A: Brian was so wonderful — I can’t emphasize enough how much he encouraged me. I had other wonderful teachers, like Beth Nugent, Brian Evenson and Rikki Ducornet, but it was Brian who really made me feel like I could do something with my writing. He also told me about the Fine Arts Work Center in Provincetown, Mass., which is a fellowship for seven months where you get to go live at the end of Cape Cod with a bunch of other artists through a lonely cold winter and work. I applied straight out of DU on Brian’s urging. I was not accepted, but I kept it in the back of my mind. Later, when I was back in Denver working a desk job, I applied twice more. They let me in the third time, and it was a magical experience.

 

Q: Much of your work, including the novel you are working on under the Jaffe grant, takes place in the area of Colorado where you grew up, and focuses on what the foundation’s press release calls “the underbelly of the West — the poor and disenfranchised.” What is the draw for you in that world?

A: I guess on some level it’s just the world I know. I grew up in a trailer house. We were on food stamps when we were kids. My parents were both really hard workers, but they didn’t always have great luck; and we’re a family of talented people often plagued by alcoholism. These are all things I’m interested in dealing with. Especially now that I have my own family — my daughter has a very different life than I did. I think my imagination is fired up by the differences between these worlds.

 

Q: Does that theme resonate with people? Do you get feedback from readers who can identify with that kind of experience?

A: I’m sure it doesn’t resonate with everybody, but it means a lot when I hear from someone who’s found truth in my work. People seem interested in the other side of Colorado. Not the Aspen ski-bunny kind of thing, but the Colorado that exists for the people working in a basement laundry, washing sheets for the tourists, or the people building the vacation homes. My dad built homes for 40 years. He built beautiful log mansions for people to come meet their families for Thanksgiving, and then he went home to our trailer. There was a gulf between our life and the lives that my dad spent most of his time creating for other people.

 

Q: You teach at the Lighthouse Writers Workshop in Denver and do some freelance work as well, but is writing more or less your full-time job these days?

A: Especially after winning the Rona Jaffe Award, I feel a duty to write full time. But it’s been a job for the past few years, in large part because of my husband, who has been very supportive. I became more serious when I had my daughter, because I can’t just wake up and have some coffee and toddle around and get down to writing eventually. You have a very small window of time, and you need to get your butt in the chair. I’ve had to develop more discipline, and that’s been really useful for me. I get up in the morning, I take my daughter to school, and I go directly to the desk. My challenge is not to mess around with email or look at every website on the planet beforehand, but just to get right to work

 

Q: How did you feel when you found out you had won the Jaffe award?

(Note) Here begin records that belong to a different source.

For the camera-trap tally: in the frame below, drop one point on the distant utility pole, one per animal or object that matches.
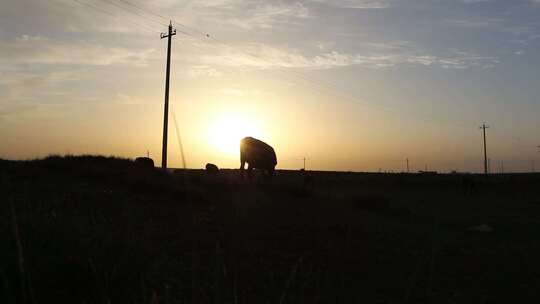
(169, 35)
(407, 165)
(484, 127)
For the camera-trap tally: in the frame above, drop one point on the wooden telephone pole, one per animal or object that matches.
(169, 35)
(484, 127)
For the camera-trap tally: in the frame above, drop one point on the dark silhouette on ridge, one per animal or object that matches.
(145, 162)
(258, 155)
(211, 168)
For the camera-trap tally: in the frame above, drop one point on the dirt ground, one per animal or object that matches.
(93, 229)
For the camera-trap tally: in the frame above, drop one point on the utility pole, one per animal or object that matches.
(169, 35)
(484, 127)
(407, 165)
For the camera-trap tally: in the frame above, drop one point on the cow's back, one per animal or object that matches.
(257, 153)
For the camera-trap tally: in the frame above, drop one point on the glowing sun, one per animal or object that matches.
(228, 129)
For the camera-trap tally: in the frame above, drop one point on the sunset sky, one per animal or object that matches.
(352, 85)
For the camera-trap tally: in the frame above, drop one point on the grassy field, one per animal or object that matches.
(102, 230)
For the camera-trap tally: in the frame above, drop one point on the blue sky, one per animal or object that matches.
(354, 85)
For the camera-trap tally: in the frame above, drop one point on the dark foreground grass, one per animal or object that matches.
(102, 230)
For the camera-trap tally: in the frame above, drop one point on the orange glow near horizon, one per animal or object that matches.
(225, 133)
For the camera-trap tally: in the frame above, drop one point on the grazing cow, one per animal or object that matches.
(144, 162)
(258, 155)
(211, 169)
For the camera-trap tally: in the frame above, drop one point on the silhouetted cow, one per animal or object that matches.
(258, 155)
(144, 162)
(211, 168)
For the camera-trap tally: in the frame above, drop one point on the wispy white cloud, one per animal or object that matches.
(267, 57)
(42, 50)
(358, 4)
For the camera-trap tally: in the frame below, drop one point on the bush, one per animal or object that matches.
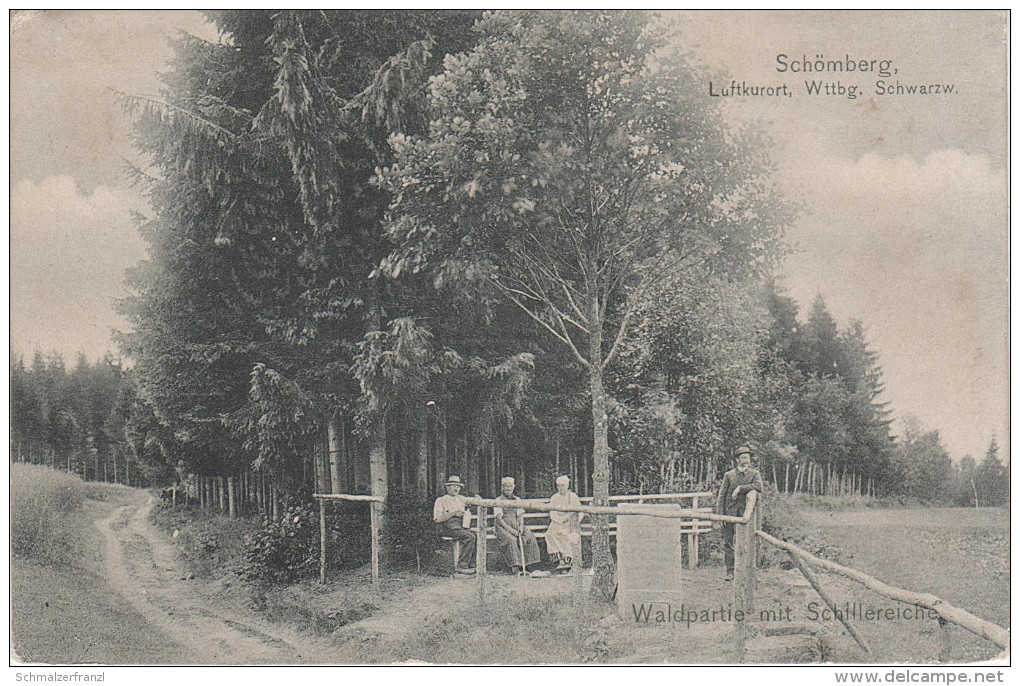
(209, 542)
(44, 506)
(286, 549)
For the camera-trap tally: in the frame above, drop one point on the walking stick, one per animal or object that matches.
(520, 543)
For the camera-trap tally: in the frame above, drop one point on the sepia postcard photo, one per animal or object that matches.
(571, 337)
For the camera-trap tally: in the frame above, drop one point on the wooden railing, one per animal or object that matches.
(538, 522)
(744, 539)
(374, 503)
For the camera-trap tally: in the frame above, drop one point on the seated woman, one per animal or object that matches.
(512, 536)
(563, 534)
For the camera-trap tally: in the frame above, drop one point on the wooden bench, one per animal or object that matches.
(538, 522)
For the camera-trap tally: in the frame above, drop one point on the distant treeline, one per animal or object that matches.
(84, 420)
(388, 247)
(90, 420)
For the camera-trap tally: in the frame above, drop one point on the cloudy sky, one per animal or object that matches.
(905, 195)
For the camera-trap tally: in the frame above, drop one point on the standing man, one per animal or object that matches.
(452, 519)
(732, 497)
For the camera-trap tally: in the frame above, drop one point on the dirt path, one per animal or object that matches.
(140, 565)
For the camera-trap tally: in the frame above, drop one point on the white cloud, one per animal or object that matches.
(68, 253)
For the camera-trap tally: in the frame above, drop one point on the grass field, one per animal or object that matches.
(62, 609)
(959, 555)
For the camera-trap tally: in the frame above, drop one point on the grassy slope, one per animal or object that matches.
(62, 611)
(960, 555)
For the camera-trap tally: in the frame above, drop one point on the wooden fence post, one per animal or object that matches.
(321, 539)
(693, 552)
(480, 550)
(744, 572)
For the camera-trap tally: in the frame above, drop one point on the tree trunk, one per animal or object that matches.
(604, 581)
(421, 466)
(336, 454)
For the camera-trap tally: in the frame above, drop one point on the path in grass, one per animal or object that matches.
(130, 602)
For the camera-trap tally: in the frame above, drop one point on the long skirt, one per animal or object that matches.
(562, 537)
(510, 547)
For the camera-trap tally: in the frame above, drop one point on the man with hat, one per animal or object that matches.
(452, 518)
(732, 496)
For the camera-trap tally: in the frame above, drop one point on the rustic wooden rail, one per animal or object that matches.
(961, 618)
(538, 522)
(745, 555)
(374, 503)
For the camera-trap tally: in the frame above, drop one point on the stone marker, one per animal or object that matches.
(649, 566)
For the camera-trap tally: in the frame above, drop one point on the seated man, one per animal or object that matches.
(732, 497)
(517, 543)
(452, 518)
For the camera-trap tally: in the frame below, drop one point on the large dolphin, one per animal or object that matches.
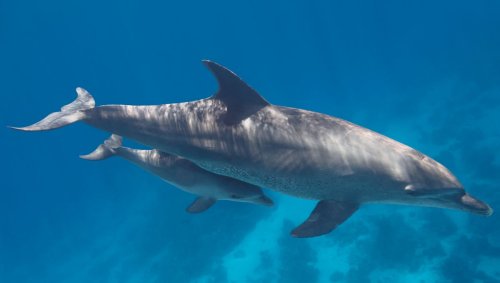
(237, 133)
(184, 175)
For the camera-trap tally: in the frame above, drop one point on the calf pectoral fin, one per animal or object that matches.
(200, 204)
(326, 216)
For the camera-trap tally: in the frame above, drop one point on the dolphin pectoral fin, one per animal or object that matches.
(200, 204)
(418, 191)
(326, 216)
(240, 99)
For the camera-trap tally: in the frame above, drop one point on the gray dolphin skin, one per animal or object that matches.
(237, 133)
(184, 175)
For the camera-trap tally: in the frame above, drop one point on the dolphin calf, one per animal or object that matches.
(239, 134)
(183, 174)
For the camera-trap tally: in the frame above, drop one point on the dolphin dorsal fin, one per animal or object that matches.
(240, 99)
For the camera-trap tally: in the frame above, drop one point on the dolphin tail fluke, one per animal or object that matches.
(105, 150)
(73, 112)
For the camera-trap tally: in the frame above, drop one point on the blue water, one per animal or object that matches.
(426, 73)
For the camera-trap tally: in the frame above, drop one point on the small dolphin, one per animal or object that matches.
(184, 175)
(237, 133)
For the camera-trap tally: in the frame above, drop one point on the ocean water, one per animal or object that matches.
(426, 73)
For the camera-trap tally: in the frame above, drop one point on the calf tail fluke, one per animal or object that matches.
(105, 150)
(73, 112)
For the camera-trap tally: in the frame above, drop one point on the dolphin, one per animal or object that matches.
(184, 175)
(239, 134)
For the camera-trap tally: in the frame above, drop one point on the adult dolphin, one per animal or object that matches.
(183, 174)
(237, 133)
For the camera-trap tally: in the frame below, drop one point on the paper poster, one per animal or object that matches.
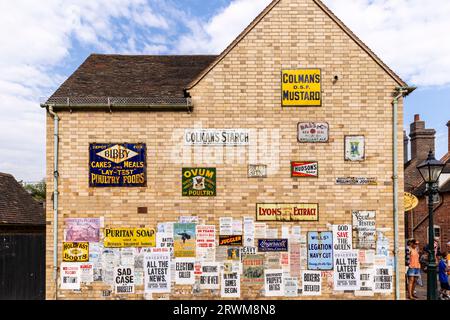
(230, 285)
(346, 270)
(157, 276)
(124, 280)
(226, 226)
(320, 250)
(184, 235)
(82, 229)
(273, 283)
(184, 271)
(364, 228)
(253, 268)
(209, 278)
(311, 283)
(70, 276)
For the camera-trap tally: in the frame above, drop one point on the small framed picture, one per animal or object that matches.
(354, 148)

A: I just started sobbing. I was so stunned. Even at the award reception in New York, I had to fight back tears a couple of times. It was this beautiful party with all these well-known editors and champagne and marble floors, and I felt like, “I’m a kid from Marvel; what am I doing here?” [The award is] a financial relief, but it’s also this wonderful psychological gift, feeling like somebody official wants me to do this, that it’s OK. It’s given me a new sense of freedom. I’m just so grateful that an organization like that exists to help women — especially mothers, because young children and writing are not terrifically compatible.